How to train machine learning agents to do fun and absurd things using Unity3D by A. Chatzizacharias

Learn how to create fun and absurd games using machine learning agents, PyTorch, and Unity. Discover PPO algorithm, reinforcement learning, and imitation learning techniques to train your agents and create immersive game experiences.

Key takeaways
  • PyTorch and Unity can be used together to create games involving machine learning agents.
  • PPO (Proximal Policy Optimization) is a type of reinforcement learning algorithm that can be used to train agents.
  • Machine learning agents can be used to create fun and absurd games, such as a game where an agent tries to catch a ball with a sword.

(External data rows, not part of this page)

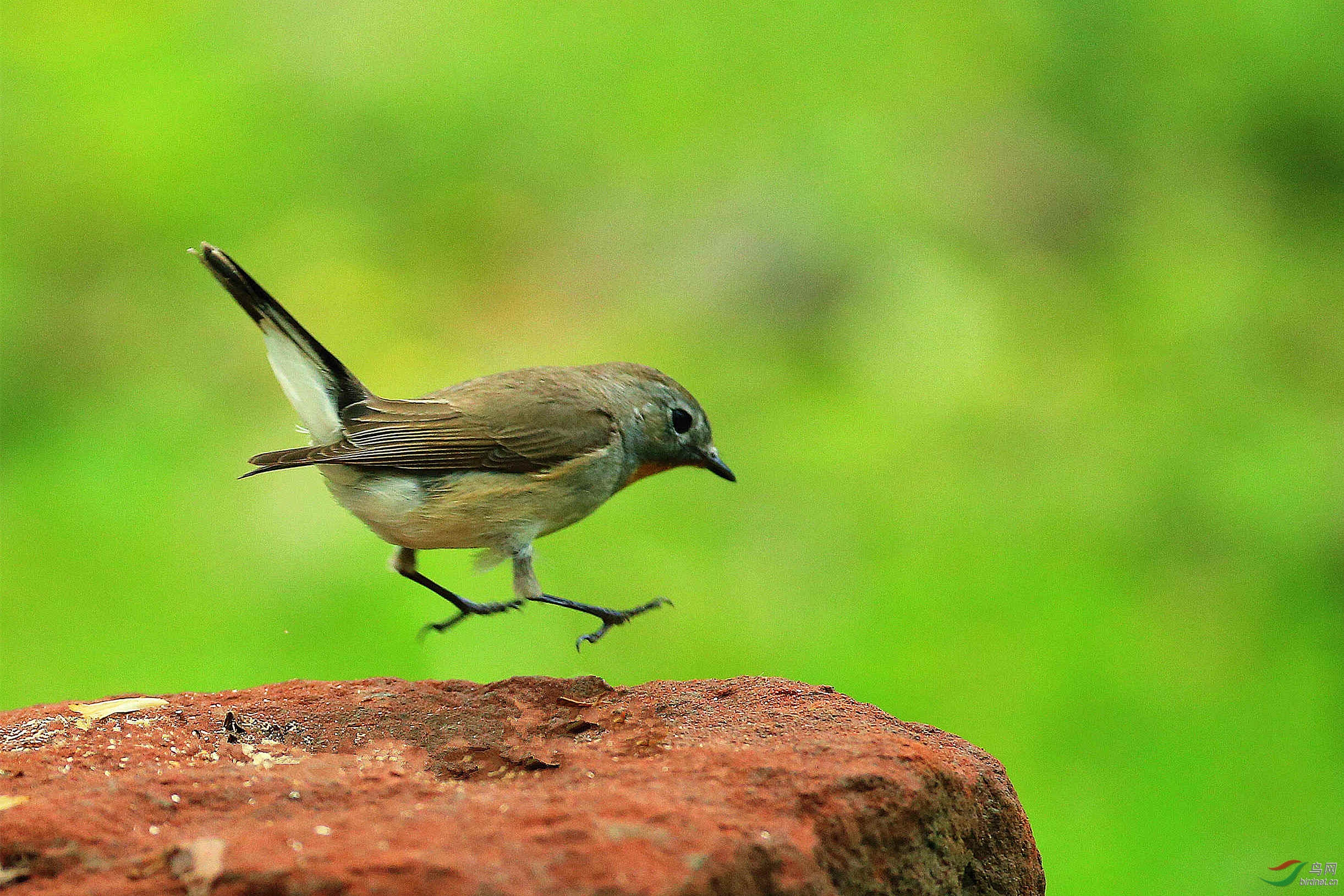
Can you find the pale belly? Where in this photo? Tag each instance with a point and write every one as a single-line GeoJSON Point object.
{"type": "Point", "coordinates": [499, 511]}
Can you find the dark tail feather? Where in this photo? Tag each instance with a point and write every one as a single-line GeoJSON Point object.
{"type": "Point", "coordinates": [260, 304]}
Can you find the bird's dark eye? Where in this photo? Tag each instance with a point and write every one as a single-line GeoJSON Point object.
{"type": "Point", "coordinates": [681, 420]}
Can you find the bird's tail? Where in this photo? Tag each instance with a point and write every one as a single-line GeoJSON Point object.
{"type": "Point", "coordinates": [315, 382]}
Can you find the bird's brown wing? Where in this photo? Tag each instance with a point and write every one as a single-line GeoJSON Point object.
{"type": "Point", "coordinates": [504, 424]}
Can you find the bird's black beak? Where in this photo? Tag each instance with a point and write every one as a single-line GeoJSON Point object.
{"type": "Point", "coordinates": [714, 465]}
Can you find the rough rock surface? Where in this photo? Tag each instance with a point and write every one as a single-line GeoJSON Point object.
{"type": "Point", "coordinates": [524, 786]}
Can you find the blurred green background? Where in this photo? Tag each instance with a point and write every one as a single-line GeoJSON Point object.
{"type": "Point", "coordinates": [1022, 326]}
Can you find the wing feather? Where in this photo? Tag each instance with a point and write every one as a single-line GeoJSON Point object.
{"type": "Point", "coordinates": [517, 422]}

  • The Unity editor can be used to create a visual representation of the game and train the agent using the Python trainer.
  • The agent’s instructions can be based on the input received from the game, such as the position of the ball.

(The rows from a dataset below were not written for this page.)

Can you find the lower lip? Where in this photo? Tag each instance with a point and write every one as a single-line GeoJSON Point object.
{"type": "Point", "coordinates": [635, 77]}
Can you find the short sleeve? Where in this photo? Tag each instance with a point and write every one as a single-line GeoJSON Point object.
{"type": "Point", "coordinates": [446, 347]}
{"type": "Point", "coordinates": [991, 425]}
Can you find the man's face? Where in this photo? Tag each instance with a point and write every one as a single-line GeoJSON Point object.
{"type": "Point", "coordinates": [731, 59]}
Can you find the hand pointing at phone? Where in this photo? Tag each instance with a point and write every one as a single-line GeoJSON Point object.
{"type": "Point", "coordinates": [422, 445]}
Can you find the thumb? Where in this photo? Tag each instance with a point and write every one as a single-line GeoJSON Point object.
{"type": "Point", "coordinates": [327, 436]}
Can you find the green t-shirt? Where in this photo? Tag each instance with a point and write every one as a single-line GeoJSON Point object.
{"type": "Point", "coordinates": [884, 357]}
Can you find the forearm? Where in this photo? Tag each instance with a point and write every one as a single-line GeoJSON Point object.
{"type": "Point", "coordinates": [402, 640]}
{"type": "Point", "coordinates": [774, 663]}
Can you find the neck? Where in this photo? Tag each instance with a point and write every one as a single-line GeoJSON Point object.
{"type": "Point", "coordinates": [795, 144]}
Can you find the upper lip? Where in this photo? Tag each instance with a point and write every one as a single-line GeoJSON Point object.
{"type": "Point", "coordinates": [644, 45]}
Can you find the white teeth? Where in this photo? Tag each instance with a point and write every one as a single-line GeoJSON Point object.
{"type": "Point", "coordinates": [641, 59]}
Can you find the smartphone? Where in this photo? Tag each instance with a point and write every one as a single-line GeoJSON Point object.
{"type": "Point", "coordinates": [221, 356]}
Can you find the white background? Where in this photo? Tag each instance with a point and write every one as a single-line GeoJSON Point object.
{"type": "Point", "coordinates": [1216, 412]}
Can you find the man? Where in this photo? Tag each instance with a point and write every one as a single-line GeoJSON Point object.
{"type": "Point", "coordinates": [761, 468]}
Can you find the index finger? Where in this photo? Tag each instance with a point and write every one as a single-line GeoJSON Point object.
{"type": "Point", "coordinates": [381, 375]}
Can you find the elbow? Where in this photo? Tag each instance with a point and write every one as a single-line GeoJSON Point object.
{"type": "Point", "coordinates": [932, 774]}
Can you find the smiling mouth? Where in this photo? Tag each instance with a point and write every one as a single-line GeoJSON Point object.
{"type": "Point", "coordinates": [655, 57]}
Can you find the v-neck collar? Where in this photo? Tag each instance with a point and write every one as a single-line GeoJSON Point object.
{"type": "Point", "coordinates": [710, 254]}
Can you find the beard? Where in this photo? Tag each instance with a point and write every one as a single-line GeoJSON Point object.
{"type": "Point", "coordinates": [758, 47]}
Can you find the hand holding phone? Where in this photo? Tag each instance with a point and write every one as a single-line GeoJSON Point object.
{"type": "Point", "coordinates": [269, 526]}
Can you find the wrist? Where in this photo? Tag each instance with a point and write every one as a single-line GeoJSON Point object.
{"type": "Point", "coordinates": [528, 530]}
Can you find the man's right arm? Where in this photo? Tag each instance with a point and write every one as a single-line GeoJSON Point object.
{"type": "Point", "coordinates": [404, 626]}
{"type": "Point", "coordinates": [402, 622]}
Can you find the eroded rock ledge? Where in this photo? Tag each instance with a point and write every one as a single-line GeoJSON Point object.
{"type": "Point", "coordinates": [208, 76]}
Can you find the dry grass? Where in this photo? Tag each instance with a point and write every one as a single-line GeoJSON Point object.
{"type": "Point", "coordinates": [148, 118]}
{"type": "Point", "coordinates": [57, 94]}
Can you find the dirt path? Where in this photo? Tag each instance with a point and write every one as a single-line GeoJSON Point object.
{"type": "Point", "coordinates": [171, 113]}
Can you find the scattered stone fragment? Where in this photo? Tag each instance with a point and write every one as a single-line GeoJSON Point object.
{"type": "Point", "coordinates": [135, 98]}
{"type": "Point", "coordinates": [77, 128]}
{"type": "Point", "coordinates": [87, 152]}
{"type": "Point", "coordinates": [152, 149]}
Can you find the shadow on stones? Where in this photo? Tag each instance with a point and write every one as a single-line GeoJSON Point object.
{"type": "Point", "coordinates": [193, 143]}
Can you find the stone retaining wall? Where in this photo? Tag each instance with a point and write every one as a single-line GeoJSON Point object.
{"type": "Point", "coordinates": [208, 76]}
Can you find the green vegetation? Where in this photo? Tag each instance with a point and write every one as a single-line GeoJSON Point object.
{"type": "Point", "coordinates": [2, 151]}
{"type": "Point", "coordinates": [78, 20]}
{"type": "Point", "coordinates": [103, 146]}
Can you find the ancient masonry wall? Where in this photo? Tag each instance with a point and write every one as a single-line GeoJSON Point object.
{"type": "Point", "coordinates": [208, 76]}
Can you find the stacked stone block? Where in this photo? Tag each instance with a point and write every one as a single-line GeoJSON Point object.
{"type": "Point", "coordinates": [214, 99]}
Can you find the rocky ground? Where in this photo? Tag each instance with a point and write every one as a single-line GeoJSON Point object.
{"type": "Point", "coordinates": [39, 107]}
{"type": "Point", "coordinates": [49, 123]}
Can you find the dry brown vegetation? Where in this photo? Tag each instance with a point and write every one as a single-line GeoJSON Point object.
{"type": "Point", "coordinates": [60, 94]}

  • The agent can be trained using reinforcement learning, where it is rewarded or punished based on its performance.
  • The agent can also be trained using imitation learning, where it tries to imitate the behavior of a human player.
  • The ML-Agents package is an open-source package that allows developers to create and train machine learning agents for games.
  • The package includes a range of features, such as reinforcement learning, imitation learning, and automated game testing.
  • The package can also be used to create procedural content, such as generating maps or items within a game.
  • The package can be used to create fun and immersive game experiences that are not possible with traditional game development techniques.